I share the vote of thanks to the range of people who have assisted the Bill. A great deal of work went on in the background to ensure the support of Members and the passage of the Bill. I would like to thank the Public Bill Office for the support it gave to the Opposition during the Committee stage, which was a great help.

The Opposition welcomes this infrastructure, which aims to improve our connectivity. We know that improved connectivity is important for economic growth, more jobs and improved links between business hubs and individuals alike. One slight regret, which is a major regret for the people affected, is that nothing in the Bill addresses the divide between urban areas and our rural communities. With 95% of people connected, it is a bitter pill for the 5% who live in areas that are not connected. People in those areas do not want warm words about the amounts of money being given away, but a plan in place to say when high-speed will reach them. Self-employment is on the rise, so access to decent IT in rural communities is essential. It is not in the Bill, but I urge the Government to give more detail on what they are going to do to encourage that roll-out, either in terms of allocation or through the soft relationship they are developing with providers.

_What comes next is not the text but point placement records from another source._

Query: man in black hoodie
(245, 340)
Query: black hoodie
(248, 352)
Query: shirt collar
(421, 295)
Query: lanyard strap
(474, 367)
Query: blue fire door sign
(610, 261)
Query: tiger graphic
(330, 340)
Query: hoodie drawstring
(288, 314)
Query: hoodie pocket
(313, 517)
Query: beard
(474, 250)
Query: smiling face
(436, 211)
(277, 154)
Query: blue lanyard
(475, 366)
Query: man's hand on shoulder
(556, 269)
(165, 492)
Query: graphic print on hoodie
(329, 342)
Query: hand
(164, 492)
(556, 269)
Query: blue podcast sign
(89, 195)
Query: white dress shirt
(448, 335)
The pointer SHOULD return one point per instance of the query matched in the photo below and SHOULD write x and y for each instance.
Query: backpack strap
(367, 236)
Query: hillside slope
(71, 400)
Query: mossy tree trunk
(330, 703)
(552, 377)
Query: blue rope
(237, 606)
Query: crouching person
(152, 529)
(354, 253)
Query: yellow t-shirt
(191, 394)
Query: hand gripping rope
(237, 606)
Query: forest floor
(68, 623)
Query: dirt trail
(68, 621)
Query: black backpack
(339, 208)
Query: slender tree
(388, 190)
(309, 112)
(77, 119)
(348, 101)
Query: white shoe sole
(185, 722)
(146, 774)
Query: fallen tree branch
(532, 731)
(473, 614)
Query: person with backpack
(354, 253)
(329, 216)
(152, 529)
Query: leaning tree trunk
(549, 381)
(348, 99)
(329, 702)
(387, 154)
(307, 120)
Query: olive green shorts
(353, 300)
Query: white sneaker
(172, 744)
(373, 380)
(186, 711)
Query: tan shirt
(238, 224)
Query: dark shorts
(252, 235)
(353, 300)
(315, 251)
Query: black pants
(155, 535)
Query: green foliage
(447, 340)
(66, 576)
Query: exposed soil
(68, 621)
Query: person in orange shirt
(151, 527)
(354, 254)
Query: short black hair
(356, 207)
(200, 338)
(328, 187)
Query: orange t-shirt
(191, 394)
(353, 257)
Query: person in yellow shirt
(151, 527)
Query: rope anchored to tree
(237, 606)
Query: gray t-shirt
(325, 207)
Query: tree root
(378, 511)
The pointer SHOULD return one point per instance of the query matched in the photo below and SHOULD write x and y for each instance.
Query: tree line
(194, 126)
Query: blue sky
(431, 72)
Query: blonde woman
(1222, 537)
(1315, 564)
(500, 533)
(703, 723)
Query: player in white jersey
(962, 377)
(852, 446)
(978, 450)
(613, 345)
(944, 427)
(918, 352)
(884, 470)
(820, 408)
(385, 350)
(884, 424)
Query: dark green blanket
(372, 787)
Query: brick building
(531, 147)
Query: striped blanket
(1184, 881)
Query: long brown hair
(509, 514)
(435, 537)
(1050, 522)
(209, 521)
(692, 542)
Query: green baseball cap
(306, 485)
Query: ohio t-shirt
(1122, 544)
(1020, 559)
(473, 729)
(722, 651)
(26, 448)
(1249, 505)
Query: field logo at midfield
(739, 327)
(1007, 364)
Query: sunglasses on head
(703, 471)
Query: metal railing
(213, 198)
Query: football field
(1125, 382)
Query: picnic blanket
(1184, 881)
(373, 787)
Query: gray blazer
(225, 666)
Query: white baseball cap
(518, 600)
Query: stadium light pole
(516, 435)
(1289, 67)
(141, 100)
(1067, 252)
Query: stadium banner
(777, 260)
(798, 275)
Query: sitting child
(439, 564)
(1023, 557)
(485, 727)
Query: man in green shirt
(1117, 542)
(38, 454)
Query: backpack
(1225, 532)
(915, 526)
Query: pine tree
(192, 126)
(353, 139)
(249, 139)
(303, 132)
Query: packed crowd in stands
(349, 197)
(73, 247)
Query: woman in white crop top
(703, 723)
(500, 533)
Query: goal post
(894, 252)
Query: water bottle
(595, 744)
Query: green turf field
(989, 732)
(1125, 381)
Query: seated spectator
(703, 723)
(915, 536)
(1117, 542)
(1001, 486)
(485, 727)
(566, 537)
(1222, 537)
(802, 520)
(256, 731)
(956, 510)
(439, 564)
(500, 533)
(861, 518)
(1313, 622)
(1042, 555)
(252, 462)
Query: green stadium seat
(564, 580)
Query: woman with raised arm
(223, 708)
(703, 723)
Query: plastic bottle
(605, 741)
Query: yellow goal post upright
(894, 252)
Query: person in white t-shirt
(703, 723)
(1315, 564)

The Labour party is committed to focusing on improvements to connectivity and infrastructure in rural communities, many of which feel they have been taken for granted by the Government. They have suffered chronic underinvestment for far too long. We know there are different demands, different drivers and different pressures on our communities, but the decisions we make today should not just about catching up with infrastructure developed five or 10 years ago; it ought to be about preparing the country for the next 10, 20 or 30 years ahead and for the next century. Many communities do not feel that they are a part of such consideration.

The Prime Minister previously called for co-operation across political parties. Over the summer, I reflected on 18 months of being an MP, after previously being a councillor and council leader for 13 years. To make a council and a place work, people need a common vision of what an area can be and they need to know what part they can play in taking it forward. I do not see that taking place nationally. It seems as though party politics is far more important than the people we all, collectively, represent. Getting one up on the Opposition or the Member sat across the Benches seems to be worth more than delivering investment on the ground for the very diverse communities we represent.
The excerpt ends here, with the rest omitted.